Tal día como hoy del año 1814, hace 212 años, en Brienne-le-Château (a 200 km al oeste de París y a 250 km al este de la frontera franco-palatina), se libraba la batalla de Brienne, que enfrentaría al ejército imperial de Francia —formado por 36.000 hombres y comandado por el propio emperador Napoleón y por los mariscales Marmont, Ney y Perrin— y a un combinado militar de Prusia y de Rusia que sumaba 30.000 efectivos y estaba dirigido por el mariscal prusiano Von Blücher y por los generales rusos Olsufiev y Osten-Sacken. Dicha batalla se produjo en el marco de la ofensiva de la alianza internacional antibonapartista y fue la primera que se libró en suelo francés. También fue la última gran batalla que ganó Napoleón como emperador de los catalanes.

Seis años antes (Bayona, País Vasco francés; 6 de mayo de 1808), Napoleón había adquirido el Reino de España a Fernando VII. El precio de aquella operación, pactada a satisfacción de ambas partes, había sido la entrega a favor del Borbón español de una pensión anual y vitalicia de cuatro millones de francos franceses, la corona de Etruria (estado satélite de Francia que se correspondía con el antiguo ducado independiente de la Toscana) y una esposa de sangre real. Pero había separado a Catalunya del lote, que había sido incorporada al Primer Imperio francés —de facto— como una región más, y de iure desde el 27 de enero de 1812. Por lo tanto, Napoleón era emperador de los catalanes, en la medida en que los habitantes de la Catalunya de la época eran considerados hijos de Francia.

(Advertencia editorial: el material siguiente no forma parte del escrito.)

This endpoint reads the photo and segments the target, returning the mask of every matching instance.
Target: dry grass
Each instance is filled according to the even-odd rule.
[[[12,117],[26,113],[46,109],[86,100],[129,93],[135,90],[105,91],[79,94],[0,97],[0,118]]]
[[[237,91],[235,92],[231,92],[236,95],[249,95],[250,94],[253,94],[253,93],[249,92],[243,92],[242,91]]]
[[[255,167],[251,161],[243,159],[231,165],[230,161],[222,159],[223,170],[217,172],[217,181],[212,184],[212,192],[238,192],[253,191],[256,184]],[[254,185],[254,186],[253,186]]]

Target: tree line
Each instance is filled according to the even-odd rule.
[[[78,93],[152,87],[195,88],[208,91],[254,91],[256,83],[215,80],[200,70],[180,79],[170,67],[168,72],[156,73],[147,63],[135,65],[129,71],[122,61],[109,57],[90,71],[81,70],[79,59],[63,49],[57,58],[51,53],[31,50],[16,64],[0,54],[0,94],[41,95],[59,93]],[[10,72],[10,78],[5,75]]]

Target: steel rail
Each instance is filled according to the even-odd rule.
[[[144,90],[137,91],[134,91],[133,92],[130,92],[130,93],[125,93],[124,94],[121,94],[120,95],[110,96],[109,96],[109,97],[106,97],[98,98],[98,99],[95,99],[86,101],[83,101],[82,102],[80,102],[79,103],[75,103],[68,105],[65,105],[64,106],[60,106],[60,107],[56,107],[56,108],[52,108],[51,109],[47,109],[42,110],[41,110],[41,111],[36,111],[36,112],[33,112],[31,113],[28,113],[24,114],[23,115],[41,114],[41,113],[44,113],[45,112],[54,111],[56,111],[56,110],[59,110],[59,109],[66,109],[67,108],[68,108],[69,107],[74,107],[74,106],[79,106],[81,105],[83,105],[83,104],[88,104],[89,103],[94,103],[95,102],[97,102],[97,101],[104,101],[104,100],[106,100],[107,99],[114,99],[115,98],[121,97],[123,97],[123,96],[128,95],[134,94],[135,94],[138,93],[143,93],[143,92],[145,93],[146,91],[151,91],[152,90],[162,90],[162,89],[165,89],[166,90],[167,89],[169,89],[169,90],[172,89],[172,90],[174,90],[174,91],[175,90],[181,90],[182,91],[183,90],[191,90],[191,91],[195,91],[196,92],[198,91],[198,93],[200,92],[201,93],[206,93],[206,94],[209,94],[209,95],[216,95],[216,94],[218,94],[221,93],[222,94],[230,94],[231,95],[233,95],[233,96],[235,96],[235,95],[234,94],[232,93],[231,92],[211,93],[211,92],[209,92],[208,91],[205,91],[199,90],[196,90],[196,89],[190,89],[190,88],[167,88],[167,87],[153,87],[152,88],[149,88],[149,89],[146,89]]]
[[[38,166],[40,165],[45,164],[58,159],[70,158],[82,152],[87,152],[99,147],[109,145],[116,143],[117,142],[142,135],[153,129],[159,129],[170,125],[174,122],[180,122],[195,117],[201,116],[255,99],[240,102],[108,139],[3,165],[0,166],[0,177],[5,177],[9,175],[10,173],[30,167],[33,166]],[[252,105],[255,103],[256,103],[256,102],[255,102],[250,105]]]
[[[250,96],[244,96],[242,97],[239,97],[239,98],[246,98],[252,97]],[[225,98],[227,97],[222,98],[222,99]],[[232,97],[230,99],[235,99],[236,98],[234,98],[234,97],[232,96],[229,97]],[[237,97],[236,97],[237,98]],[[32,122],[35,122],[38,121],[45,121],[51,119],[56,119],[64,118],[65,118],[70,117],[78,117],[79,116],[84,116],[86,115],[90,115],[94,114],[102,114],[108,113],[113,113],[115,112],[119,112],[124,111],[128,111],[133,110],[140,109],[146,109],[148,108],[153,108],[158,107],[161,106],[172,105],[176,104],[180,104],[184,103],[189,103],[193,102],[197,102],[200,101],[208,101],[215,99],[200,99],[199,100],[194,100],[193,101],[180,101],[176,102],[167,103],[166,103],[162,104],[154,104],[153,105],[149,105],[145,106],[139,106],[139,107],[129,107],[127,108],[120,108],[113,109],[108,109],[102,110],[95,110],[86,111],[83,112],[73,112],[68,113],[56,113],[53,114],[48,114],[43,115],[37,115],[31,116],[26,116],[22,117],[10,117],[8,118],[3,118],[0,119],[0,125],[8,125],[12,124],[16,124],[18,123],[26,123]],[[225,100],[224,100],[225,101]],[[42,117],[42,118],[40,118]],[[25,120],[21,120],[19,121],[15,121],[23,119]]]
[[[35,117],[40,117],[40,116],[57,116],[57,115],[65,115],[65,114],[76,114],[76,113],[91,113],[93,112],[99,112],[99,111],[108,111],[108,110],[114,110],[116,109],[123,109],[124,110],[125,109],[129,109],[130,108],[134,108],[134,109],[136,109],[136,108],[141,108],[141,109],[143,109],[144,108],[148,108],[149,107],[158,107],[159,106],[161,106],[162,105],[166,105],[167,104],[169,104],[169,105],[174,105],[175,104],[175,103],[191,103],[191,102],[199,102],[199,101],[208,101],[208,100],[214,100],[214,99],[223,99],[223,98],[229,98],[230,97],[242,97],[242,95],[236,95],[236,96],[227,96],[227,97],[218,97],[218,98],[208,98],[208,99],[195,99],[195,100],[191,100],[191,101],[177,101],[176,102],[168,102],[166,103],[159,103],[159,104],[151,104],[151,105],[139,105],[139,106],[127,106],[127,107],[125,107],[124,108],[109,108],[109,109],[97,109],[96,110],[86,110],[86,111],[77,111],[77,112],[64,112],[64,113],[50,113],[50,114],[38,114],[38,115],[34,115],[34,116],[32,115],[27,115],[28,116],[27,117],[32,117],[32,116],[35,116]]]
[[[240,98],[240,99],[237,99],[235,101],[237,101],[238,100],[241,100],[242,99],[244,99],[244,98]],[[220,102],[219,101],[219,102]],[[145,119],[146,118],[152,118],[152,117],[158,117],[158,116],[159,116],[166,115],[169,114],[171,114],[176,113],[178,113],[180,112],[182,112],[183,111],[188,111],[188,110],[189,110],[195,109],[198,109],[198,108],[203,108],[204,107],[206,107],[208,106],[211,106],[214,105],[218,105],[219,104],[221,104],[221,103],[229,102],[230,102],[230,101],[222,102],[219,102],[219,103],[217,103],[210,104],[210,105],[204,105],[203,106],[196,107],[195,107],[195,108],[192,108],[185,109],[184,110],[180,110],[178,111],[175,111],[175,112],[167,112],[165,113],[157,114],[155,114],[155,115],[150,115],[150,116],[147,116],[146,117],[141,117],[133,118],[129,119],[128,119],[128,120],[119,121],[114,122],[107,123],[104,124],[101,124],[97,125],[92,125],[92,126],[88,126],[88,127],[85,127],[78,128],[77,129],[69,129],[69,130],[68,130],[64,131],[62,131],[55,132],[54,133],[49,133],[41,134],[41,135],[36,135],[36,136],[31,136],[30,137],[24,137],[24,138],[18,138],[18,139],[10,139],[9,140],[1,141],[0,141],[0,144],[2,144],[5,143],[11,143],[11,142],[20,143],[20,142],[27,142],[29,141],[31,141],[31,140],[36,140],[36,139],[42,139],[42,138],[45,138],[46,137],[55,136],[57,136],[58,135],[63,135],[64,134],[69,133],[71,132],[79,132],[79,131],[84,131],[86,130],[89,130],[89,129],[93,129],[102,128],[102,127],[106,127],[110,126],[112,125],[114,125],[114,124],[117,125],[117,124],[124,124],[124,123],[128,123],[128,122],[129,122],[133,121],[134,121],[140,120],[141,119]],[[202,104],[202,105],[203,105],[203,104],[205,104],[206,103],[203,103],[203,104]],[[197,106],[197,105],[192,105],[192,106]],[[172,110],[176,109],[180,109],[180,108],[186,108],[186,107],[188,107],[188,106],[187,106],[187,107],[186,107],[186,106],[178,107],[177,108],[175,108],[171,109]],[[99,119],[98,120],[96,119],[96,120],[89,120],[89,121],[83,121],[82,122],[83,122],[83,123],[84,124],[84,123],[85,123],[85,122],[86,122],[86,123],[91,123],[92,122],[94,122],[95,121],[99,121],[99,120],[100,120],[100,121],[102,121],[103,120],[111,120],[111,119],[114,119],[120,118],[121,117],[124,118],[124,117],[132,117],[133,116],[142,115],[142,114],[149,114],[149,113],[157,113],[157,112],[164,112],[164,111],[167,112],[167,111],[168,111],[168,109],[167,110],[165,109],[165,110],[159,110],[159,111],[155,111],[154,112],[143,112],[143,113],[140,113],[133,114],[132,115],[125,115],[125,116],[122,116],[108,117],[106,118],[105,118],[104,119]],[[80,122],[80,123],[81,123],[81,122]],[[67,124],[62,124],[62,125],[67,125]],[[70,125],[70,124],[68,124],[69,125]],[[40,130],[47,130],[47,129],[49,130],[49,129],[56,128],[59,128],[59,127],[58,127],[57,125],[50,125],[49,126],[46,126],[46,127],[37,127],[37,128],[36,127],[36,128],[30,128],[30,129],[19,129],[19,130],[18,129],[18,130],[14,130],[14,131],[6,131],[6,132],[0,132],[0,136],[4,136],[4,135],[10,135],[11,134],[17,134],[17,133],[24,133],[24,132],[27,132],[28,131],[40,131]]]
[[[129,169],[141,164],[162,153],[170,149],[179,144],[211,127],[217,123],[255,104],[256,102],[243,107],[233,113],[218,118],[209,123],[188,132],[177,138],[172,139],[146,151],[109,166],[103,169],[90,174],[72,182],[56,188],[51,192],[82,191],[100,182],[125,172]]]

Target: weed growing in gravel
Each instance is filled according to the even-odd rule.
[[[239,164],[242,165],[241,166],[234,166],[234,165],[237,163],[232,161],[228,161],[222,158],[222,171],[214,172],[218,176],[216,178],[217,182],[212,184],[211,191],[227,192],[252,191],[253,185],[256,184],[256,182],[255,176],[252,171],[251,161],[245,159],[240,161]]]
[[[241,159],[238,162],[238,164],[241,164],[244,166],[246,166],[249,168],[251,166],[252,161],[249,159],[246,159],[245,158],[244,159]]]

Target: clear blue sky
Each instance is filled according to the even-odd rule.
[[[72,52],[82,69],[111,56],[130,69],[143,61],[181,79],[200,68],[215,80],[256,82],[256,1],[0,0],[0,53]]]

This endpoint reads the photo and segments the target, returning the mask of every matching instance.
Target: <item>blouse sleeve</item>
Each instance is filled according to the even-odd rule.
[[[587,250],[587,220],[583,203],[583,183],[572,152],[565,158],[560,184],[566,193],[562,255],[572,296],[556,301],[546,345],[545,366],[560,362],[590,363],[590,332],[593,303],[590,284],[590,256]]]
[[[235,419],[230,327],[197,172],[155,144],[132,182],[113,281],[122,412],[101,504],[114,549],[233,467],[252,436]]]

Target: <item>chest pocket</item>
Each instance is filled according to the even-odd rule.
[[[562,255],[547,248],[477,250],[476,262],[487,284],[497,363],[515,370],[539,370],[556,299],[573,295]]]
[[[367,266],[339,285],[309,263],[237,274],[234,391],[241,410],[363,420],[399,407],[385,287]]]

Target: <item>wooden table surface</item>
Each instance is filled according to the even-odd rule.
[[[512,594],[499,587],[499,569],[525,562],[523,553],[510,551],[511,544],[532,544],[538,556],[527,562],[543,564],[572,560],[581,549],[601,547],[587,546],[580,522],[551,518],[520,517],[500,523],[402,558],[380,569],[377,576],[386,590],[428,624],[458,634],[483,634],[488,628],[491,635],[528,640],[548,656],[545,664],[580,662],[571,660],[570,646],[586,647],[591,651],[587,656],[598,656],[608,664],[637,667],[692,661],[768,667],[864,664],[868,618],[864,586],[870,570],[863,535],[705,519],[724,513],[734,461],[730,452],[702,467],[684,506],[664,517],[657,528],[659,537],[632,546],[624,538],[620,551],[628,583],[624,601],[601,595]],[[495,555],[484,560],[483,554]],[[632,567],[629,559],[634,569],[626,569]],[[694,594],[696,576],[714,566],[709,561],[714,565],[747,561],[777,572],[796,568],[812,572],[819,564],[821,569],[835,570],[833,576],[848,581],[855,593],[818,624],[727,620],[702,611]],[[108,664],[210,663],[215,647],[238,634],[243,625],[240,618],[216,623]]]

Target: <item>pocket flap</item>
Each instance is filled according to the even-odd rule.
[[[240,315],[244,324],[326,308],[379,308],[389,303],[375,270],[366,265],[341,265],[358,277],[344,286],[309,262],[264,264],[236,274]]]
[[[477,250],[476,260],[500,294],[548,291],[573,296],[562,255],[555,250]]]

Lo serían hasta que Napoleón —por la evolución de la guerra— renunció a los departamentos catalanes, y su hermano José I, abandonado por los pretendidos ilustrados de Madrid, tuvo que regresar a Francia. En ese momento, Napoleón ordenó a Fernando VII regresar a Madrid y el "rey felón" —mascando cristales— cruzó la frontera hispanofrancesa por La Jonquera (22 de marzo de 1814). Catalunya fue reintegrada al arcaico reino borbónico español y se acabó la primavera política y cultural que había vivido con el régimen bonapartista (1808-1814). Durante esta etapa, Catalunya había recuperado la oficialidad del catalán (proscrito desde la ocupación borbónica de 1714) y había impulsado un extraordinario movimiento social, cultural y económico.